Querida Olivia,
Estou ouvindo Rachael cantar, over and over and over again e desejando que ela grite. Passamos naquele trecho no centro da cidade e era tão alto que eu podia decidir se queria morrer mais devagar ou contemplar as outras mortes. E eu já disse, havia pássaros. Amarelos, espalhados naquele tom do dia que nem dia é.

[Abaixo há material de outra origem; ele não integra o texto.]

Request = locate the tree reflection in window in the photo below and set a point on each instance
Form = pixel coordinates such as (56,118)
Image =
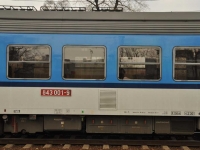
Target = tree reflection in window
(84,62)
(141,63)
(187,63)
(28,62)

Deve vir daí a vibe azul, às vezes são bananas, às vezes maçã. "azul escuro sobre trilhos" é como ela lembra dele. A menina do papel, o menino do metrô. Ontem à noite eu engoli um choro que nem veio e o que voltou foi a vontade de te contar sobre meus pesadelos.
chá.
Os móveis baixos e amadeirados. Cair na cama te distanciava do teto e eu estendia assim o braço e caia para trás. E Laura ali, loira, loira como um pintinho, encolhida no canto do quarto. Mas...quem te fez isso? E você espera sangue mas eram fios finos e longos. Desculpa, eu...Não precisa chorar. Me dá sua mão. E é aquela mão de leite, aquela unha que não cresce. O sol entra tímido pela veneziana que insiste em ser verde. Já faz duas semanas que a poeira vem se aprumando, logo vai reinar. Estou aflito. Laura também já percebeu. Hoje os últimos biscoitos da lata. Ela me olhou após tomar o copo de leite, dente de leite. Quando vi, tinha pegado a tesourinha de costura, cortou tudo, pintinho. Você espera sangue, mas essa dor injetada precisa ser sólida? Vem cá, Laura, levanta daí, vamos fazer biscoitos? É linda, como mamãe. Os móveis baixos, tão perto de nós. Nenhum bilhete. Laura sorri e a mim basta.